Thursday, August 24, 2017

Not my cuppa


Treyf
My Life as an Unorthodox Outlaw
by
I fully expected to love this and I disappointed myself. I can't think of reasons to blame the author for my lack of love, but I can think of reasons in myself.  First and foremost is, I'm not so interested in reading such a personal memoir right now. I'm in the mood for some big-bang travel writing; or some meaty nonfiction.  Like Before the Dawn.

Maybe trying to stick to a book to-read list is a stupid thing.

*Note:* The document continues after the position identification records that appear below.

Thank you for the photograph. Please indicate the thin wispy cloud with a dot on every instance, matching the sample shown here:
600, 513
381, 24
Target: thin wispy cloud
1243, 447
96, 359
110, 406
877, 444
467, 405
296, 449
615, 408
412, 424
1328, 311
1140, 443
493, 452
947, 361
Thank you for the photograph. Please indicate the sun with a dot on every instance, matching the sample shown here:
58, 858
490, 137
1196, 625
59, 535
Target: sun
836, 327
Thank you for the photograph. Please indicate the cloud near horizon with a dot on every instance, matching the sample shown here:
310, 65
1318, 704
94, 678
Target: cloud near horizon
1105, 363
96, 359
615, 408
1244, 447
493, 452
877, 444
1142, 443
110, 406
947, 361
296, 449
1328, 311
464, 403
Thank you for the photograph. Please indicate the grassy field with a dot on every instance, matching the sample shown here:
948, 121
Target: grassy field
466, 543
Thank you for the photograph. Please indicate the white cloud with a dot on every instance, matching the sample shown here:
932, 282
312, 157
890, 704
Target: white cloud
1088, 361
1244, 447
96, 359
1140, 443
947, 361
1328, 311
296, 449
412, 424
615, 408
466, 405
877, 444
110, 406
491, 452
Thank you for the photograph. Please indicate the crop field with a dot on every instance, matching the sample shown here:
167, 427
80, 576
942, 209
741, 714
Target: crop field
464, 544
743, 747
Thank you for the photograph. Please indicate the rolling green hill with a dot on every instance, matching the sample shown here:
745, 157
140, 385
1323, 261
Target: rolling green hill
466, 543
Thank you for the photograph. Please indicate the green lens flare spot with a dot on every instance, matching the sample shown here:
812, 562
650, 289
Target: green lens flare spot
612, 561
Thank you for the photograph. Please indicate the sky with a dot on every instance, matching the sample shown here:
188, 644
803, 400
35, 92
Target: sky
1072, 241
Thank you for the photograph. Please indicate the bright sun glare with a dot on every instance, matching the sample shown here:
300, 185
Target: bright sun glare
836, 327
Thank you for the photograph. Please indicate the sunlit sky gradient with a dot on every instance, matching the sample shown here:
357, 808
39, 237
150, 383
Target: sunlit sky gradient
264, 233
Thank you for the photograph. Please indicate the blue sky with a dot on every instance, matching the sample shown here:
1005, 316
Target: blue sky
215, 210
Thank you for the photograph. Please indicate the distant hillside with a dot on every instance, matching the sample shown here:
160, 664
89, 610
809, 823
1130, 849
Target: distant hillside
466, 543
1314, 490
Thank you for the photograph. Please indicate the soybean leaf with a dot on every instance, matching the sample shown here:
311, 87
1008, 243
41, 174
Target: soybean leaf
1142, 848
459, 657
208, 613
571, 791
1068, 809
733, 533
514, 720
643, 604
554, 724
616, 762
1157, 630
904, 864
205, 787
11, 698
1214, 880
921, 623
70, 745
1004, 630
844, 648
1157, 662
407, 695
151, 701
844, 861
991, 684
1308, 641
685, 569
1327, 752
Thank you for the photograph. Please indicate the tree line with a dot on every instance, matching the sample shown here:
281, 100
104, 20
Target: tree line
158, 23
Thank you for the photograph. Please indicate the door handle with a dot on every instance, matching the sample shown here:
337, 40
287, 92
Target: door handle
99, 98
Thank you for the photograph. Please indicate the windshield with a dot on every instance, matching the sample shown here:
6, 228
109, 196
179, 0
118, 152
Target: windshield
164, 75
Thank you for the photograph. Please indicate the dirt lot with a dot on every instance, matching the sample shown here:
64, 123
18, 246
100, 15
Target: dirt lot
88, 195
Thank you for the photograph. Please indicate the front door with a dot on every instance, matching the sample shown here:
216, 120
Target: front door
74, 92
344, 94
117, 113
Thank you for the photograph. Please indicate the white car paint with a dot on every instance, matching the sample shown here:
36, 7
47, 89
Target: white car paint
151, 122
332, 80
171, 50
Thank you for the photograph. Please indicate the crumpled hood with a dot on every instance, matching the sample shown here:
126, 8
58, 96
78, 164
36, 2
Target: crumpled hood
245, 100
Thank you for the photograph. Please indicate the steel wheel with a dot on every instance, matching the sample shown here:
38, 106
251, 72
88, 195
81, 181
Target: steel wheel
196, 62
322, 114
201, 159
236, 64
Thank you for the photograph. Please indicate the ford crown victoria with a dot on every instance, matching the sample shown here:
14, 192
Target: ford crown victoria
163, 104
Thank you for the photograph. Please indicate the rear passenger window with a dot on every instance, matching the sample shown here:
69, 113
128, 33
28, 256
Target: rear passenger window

You put things on it when they appeal to you, but you soon build up a 70-book backlog and the next one up is always the book you wanted to read eight months ago.  I can rearrange the list, I guess, but then I suspect I'll simply keep moving books to the end and building up a larger and larger list.

But this book survived at least three "culls" and I still didn't like it.  A lot of it was about the family of the author, not the author herself, and sometimes it was so journalistic that it fell flat.  Example:
The afternoon before I leave [for summer camp], my mother packs my lunch in a brown paper bag as directed by the camp's ten-point list of instructions. She wants to make me the usual water-packed tuna with mayonnaise on untoasted diet white that she sends me to school with almost every day; I want Underwood Deviled Ham.

"Where did you hear of such a thing?" Gaga asks, looking up from her ironing. [Gaga is her grandmother]

"On television," I say.

"You don't even know what deviled ham is," my mother says, sighing.

"Neither do you," Gaga answers her, folding my camp shorts. "Come to think of it," she murmurs, "neither do I."

But because no Jewish mother or grandmother has ever said no to a food request made by her child, Gaga shuts off the iron, grabs her purse, and marches down Austin Street to the Associated grocery store. She returns ten minutes later, with a kosher pumpernickel raisin loaf and a single paper-wrapped can of Underwood Deviled ham.
[Then her mother makes the sandwich with the entire can of ham and wraps it in tinfoil."
It sits in the fridge overnight where the meat congeals into salty, porky spackle. At lunchtime, Elissa daintily eats the ham while her friend eats peanut butter and jelly.]
I pat the corners of my mouth with my napkin, roll up my bag, and am instantly and violently ill.
Possibly Ms. Altman was taught to show a story, not tell it. And that's what she did, with clarity and detail. But I failed to connect--I was just watching and never feeling.  I can imagine other people loving it; I did not.